When the telly started spewing pictures of fox hunters pushing policemen in Parliament Square, I laughed so hard I almost fell off the couch. Oh, I was living in a topsy-turvy world all right, a mirror world of flash and spin and graphic design. Politics was just lifestyle. Even the scandals seemed to be about home improvement. Miles’s
taunt came back to me: yes, this was the opposite of carving out a Utopia, the opposite of whatever I’d been fumbling for all those years ago. Thoroughly pragmatic, blandly ruthless, always up for a cocktail party. The bloody prime minister was five years younger than me, whichever birthday I counted from.
Then the Home Secretary got himself in a pickle over immigration and the pundits started mentioning Pat Ellis as the coming woman. One day I was half listening to the radio at God’s, watching that rare thing, an actual customer, scanning the poetry section, when I realized Pat was talking in my ear. It had long been her belief, it transpired, that the end of the Cold War necessitated a change of focus in Britain’s intelligence services. She buried it in jargon, smoothing the edges with euphemism and talking with great seriousness about people trafficking and animal rights activists and other contemporary threats to state security, but the underlying message was a budget cut, a reduction of influence for the spooks.

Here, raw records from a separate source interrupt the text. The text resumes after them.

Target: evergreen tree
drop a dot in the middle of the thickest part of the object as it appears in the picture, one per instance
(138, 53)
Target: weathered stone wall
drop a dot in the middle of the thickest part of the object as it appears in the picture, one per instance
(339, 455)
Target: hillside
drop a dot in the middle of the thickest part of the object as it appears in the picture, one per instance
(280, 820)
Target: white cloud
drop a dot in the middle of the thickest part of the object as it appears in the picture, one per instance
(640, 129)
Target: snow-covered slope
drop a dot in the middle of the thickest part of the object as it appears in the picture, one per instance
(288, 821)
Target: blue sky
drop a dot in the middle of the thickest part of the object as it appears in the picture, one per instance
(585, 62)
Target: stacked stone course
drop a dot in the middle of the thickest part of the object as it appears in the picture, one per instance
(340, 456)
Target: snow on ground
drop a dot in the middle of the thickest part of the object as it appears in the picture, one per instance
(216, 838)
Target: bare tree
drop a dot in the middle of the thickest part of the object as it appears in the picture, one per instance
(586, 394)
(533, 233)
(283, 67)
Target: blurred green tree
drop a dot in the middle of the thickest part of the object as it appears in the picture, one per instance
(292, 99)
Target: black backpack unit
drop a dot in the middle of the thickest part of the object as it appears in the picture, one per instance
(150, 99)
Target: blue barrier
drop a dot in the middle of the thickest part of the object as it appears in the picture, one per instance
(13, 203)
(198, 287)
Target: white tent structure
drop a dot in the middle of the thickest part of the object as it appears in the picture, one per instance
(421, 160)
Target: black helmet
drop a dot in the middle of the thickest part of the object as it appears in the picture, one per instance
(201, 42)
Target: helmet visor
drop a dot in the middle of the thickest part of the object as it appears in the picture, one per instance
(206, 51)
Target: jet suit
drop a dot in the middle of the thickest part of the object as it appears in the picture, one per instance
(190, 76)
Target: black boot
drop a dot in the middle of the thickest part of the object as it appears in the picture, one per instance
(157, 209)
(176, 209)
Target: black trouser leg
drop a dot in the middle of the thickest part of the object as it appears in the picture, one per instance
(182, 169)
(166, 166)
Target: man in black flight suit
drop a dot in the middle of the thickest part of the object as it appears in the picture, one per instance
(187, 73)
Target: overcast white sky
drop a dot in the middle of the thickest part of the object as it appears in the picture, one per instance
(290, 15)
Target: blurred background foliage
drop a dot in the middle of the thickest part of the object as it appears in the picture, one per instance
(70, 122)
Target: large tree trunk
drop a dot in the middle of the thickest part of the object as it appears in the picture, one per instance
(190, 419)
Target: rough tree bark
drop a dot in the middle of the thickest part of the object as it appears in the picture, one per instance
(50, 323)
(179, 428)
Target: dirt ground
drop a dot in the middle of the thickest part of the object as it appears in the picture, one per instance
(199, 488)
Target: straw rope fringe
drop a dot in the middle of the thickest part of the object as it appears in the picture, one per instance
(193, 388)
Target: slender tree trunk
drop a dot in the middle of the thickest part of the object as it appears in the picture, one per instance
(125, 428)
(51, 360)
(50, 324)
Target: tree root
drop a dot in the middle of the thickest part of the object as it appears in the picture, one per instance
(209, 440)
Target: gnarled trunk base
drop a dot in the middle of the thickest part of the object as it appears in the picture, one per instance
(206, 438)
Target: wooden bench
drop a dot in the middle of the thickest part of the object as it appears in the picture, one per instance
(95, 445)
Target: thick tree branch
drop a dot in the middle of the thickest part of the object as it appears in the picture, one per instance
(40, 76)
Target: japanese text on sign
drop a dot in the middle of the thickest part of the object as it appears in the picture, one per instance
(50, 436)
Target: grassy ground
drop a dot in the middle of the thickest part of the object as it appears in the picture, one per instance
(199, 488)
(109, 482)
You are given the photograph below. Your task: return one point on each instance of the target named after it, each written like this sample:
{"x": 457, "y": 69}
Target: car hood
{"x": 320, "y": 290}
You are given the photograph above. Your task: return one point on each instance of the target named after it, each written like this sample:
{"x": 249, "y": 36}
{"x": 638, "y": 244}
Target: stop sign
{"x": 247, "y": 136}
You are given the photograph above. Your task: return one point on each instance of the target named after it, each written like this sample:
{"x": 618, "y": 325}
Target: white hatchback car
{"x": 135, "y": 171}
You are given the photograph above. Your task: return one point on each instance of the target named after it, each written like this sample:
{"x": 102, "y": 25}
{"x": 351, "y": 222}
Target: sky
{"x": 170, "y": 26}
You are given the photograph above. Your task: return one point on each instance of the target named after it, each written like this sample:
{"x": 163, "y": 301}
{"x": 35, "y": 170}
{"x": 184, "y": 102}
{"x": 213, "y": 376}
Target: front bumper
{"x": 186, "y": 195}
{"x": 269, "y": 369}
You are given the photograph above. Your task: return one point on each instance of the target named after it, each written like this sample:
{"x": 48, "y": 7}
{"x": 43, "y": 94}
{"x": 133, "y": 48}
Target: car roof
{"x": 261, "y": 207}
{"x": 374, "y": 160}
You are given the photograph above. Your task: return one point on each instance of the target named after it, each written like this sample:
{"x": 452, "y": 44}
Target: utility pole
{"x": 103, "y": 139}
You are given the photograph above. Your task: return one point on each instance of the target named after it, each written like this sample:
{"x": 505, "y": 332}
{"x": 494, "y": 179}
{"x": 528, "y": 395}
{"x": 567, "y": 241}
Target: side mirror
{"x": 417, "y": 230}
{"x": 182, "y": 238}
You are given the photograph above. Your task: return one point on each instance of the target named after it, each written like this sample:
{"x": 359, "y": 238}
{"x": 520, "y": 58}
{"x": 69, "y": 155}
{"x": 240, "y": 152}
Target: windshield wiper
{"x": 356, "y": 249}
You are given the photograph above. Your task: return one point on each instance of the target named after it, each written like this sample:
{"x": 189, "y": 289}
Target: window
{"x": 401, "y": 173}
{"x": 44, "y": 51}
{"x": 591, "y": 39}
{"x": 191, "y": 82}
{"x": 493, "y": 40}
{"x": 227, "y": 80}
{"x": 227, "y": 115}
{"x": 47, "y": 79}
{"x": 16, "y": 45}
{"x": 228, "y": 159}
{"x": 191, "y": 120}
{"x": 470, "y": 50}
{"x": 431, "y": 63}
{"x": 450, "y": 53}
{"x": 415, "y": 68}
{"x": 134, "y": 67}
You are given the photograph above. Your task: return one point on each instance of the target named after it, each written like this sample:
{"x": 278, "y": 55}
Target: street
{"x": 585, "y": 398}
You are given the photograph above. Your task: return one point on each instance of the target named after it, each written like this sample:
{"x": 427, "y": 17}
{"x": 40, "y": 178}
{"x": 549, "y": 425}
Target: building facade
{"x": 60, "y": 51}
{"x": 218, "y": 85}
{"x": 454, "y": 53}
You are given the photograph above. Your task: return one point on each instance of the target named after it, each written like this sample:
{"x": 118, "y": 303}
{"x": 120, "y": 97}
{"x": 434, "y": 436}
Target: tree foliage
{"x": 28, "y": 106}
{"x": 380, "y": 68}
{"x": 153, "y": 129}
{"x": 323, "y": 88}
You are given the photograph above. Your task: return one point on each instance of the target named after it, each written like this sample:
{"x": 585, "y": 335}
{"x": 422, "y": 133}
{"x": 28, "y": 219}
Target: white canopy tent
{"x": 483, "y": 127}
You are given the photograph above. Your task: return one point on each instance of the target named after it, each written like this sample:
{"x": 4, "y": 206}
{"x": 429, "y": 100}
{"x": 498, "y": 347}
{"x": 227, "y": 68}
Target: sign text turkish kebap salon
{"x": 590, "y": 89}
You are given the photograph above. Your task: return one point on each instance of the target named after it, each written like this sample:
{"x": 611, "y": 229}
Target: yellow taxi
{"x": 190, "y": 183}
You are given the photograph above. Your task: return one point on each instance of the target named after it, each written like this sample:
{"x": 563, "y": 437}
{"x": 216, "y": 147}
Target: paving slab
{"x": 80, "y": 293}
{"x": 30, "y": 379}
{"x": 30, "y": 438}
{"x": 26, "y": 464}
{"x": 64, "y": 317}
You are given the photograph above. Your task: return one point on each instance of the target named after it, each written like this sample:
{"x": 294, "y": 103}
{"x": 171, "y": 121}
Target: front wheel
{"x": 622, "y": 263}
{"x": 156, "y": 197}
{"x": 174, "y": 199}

People think Fascism doesn’t exist anymore. It’s just a cartoon perversion, a repertoire of sketch show mannerisms: uniform fetishism, short hair, lining your pencils up in a row on your desk. But the Fascists didn’t go away after the Second World War. I don’t just mean skinheads, though even they’ve burrowed underground, talking about multiculturalism, dressing like breakfast-television presenters. There’s always been a part of the British establishment that identifies its own interests with the interests of the state. They’re unsentimental about human life. They have creatures like Miles to do their bidding.
Whoever Miles represented, whichever clique or tendency or faction, I knew that to them, someone like Pat Ellis was just a blow-in, a temporary occupant of a chair. They wouldn’t hesitate to remove her if they thought she was a threat. The only question was whether they took her speech seriously.
Back in i97i, the defenders of British liberty didn’t bother to camouflage themselves. As union unrest grew and middle-class leftists talked about revolution around Hampstead supper tables,
there were rumors of an imminent military coup. In Northern Ireland, young men and boys were being rounded up and placed in camps. Detainees spent hours or days hooded and shackled in stress positions while loudspeakers played white noise into their cells. There were stories of mock execution, prisoners forced to run gauntlets of baton-wielding soldiers.
In a peculiar way, I felt relieved by the news from Ireland. Internment confirmed what I’d always felt was true: inside the democratic velvet glove there was an iron fist. To the imperial dreamers who still ran our country, this was just another colonial police action, rounding up a few natives to keep the rest in line. To us it looked like the beginning of the slide toward the gas chamber.